The extract is washed with a part of the reextract - a solution of phosphoric acid containing, on average, 25.6% P ₂ O ₅ , at a flow rate of 27.1 l / h in the following mode: the number of contact steps - 2, temperature +35 + 40 ° С , phase contact time - 2 min, phase separation time - 8-12 min.

The organic phase after washing enters the sump for the final separation of the trapped aqueous phase and then for re-extraction and evaporation under vacuum in the above mode (similar to example 1).

An OEFA is obtained containing by weight (%): P ₂ O ₅ - 50.0; SO ₄ - 0.05; Fe - 0.001; Mg - 0.01; F - 0.025%. The degree of extraction of P ₂ O ₅ from unpaired EPA to marketable products is 74.2%.

The results of the remaining experiments are shown in table 2.

The proposed method for purification of extraction phosphoric acid from raw materials of Karatau allows to obtain acid purified from impurities of metals, fluorine and sulfate ions.
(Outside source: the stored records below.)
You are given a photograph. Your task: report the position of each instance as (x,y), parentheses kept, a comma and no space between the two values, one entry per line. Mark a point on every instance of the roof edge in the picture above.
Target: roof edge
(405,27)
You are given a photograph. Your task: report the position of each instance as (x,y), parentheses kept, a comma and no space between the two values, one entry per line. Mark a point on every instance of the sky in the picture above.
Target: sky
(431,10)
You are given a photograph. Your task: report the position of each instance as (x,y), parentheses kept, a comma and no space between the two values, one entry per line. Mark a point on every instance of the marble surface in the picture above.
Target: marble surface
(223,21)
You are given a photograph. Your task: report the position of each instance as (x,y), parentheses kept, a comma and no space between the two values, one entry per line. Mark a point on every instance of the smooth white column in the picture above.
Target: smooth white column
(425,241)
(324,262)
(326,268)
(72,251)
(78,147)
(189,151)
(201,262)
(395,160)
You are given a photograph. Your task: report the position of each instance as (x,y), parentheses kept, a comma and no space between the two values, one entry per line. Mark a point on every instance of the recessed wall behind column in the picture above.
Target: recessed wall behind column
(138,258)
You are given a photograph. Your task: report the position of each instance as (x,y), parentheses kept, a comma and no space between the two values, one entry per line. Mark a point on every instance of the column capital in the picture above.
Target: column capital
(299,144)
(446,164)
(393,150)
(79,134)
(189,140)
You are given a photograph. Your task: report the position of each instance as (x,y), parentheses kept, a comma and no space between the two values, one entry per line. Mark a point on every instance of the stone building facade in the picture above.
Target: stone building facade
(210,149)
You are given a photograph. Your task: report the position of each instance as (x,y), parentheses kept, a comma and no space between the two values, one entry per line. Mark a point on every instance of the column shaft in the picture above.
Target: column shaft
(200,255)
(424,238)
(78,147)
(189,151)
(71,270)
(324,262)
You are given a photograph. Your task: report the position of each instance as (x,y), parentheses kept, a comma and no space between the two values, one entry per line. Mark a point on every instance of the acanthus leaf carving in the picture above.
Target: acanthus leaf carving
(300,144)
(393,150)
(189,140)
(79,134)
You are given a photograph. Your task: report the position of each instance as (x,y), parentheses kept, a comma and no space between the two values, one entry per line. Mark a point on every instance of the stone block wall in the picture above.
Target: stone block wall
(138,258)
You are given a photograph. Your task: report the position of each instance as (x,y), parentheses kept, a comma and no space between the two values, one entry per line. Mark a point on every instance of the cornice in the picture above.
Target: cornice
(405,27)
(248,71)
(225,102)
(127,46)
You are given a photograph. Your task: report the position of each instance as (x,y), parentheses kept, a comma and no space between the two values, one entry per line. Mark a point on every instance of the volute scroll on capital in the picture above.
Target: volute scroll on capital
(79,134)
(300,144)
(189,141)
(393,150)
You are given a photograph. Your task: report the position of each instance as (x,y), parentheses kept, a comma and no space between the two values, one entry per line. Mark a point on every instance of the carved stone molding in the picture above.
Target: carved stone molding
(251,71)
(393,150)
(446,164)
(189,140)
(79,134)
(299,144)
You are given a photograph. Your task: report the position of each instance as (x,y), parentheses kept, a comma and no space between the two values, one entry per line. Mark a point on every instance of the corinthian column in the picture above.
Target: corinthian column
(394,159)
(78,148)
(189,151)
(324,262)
Implementation of the proposed method will make it possible to obtain OEFK from Karatau raw materials containing such an amount of impurities that it can be used in the production of not only technical salts, but also food grade salts.

Claims (4)

1. A method for purifying extraction phosphoric acid, including extracting it with tributyl phosphate, stripping phosphoric acid from the organic phase and evaporating it under vacuum to a predetermined concentration of P ₂ O ₅ , characterized in that extraction phosphoric acid with a concentration of P ₂ O ₅ 36 is fed to the extraction with tributyl phosphate -39% and a sulfate ion content of 2.5-4%, moreover, phosphoric acid with a concentration of P ₂ O ₅ 36-39% is obtained by preliminary evaporation of the initial extraction phosphoric acid under vacuum. 2. The method according to claim 1, characterized in that the evaporation of the phosphate acid re-extract is carried out under vacuum to a concentration of 50-53% P ₂ O ₅ . 3. The method according to claim 1, characterized in that the extraction is carried out in mixer settlers with the number of extraction stages 4-5. 4. The method according to claim 1, characterized in that in addition, after extraction, a two-stage washing of the organic phase with a phosphoric acid solution is carried out.